The lack of customers, a result of the closure of hotels to combat the spread of the coronavirus, is something he had never imagined.

Even when the tourism sector was at its worst due to terrorism, the investor said hoteliers managed to stay afloat through other business avenues.

But the Covid-19 pandemic has brought the industry and its subsidiaries to their knees, with almost all hotels closed, thousands of workers sacked, and either sent on leave with half pay or unpaid leave.

“This is the worst time for Kenya’s tourism sector. Not even terrorism could destroy the industry, but Covid-19 has,” said Mr Oberoi, Kuldip’s Touring Company managing director.

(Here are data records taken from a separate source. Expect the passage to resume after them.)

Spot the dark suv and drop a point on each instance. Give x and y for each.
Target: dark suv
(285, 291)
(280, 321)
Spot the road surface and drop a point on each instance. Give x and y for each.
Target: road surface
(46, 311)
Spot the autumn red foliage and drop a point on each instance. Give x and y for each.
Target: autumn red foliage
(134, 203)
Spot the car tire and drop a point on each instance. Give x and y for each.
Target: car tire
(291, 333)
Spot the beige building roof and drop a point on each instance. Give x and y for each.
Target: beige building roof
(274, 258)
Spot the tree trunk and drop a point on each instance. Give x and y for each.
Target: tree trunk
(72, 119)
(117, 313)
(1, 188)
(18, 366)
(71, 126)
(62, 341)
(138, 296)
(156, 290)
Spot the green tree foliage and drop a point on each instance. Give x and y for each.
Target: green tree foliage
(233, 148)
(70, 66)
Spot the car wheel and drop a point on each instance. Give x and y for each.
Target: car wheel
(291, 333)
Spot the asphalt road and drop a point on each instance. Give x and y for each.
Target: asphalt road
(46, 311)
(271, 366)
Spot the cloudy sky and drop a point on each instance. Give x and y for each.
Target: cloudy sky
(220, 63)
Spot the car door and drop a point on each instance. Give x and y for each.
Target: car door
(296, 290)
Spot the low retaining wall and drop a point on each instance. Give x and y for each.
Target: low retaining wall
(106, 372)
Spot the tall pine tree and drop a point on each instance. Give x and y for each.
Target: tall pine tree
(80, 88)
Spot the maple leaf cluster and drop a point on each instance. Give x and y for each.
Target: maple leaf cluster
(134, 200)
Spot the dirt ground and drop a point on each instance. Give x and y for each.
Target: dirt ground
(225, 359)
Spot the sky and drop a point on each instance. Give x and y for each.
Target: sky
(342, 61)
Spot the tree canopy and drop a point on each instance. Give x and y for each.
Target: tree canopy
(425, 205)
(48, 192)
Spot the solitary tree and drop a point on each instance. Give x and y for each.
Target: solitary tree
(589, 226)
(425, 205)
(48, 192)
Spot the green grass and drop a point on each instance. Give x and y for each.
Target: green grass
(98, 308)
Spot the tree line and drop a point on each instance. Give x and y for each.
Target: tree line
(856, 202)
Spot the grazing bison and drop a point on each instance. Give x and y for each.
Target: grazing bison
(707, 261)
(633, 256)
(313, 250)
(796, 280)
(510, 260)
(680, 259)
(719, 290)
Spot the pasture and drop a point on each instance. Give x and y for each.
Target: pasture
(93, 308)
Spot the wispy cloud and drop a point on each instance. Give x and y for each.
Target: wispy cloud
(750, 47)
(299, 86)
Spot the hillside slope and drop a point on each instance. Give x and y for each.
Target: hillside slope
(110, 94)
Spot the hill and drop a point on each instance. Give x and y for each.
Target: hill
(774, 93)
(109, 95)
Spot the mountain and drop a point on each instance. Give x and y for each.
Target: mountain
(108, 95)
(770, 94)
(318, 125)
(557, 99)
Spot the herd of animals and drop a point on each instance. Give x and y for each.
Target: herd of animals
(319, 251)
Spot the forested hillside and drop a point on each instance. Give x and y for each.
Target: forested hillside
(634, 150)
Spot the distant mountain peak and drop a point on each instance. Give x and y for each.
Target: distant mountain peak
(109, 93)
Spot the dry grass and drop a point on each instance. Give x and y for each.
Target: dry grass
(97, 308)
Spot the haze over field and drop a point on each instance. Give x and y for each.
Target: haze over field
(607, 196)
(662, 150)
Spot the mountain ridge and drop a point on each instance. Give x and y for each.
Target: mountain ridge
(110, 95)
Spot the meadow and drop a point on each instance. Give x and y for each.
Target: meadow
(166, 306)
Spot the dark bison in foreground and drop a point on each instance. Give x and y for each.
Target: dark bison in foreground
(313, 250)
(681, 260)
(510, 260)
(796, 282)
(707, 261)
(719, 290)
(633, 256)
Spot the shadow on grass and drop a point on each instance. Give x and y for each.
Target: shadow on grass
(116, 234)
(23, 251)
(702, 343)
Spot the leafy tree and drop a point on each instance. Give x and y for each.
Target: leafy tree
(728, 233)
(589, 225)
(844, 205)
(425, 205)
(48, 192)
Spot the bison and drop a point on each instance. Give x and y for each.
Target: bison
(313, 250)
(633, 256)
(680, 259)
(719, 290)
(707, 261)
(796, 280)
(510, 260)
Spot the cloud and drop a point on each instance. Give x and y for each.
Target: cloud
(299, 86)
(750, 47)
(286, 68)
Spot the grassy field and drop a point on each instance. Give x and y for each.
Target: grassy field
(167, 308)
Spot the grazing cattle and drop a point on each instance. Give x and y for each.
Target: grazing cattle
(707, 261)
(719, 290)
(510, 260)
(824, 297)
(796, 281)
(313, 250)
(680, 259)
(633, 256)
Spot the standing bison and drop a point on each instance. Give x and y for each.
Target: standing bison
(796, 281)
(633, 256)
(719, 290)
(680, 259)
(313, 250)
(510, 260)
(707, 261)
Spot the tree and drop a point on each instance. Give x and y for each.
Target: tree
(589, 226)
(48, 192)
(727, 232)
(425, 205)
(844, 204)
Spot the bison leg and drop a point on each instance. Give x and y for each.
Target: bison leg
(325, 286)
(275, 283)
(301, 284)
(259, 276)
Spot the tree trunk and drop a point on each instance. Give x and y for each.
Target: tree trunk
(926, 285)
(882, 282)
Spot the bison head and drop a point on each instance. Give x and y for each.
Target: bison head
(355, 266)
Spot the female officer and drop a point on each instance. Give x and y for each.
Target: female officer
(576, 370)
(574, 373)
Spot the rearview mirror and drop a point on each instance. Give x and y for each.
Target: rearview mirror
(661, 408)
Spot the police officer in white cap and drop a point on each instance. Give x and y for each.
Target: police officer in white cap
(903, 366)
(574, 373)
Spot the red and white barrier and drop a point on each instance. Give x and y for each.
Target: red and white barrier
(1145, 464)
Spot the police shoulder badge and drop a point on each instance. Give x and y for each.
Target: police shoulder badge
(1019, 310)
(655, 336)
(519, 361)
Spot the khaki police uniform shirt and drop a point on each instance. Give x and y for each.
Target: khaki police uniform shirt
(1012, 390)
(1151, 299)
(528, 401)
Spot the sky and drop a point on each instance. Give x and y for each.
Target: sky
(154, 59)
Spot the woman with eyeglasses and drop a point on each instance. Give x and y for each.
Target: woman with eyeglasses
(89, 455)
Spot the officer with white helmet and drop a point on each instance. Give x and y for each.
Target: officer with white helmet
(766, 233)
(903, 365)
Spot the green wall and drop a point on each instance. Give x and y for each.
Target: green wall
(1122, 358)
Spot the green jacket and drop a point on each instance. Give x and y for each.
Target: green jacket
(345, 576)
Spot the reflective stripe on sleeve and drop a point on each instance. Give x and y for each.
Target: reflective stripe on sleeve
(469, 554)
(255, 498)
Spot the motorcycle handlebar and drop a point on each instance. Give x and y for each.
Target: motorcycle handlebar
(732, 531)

It is his sole business, having inherited it from his grandfather. The 63-year-old business had over 60 tour vans and 88 drivers. Today, only three drivers remain.

“If I had somebody willing to buy this business, I would have sold it yesterday. I am tired. I have never been this tired,” the distraught investor said during the interview at his Bamburi hotel, Mombasa County.

He says the company enjoyed brisk business in the 1980s, only to take a nosedive due to terrorism.

TOUGH SEASON

Mr Oberoi, Kenya Association of Tour Operators (Kato) Coast branch chairman, said he has exhausted his financial reserves and he is now relying on bank loans.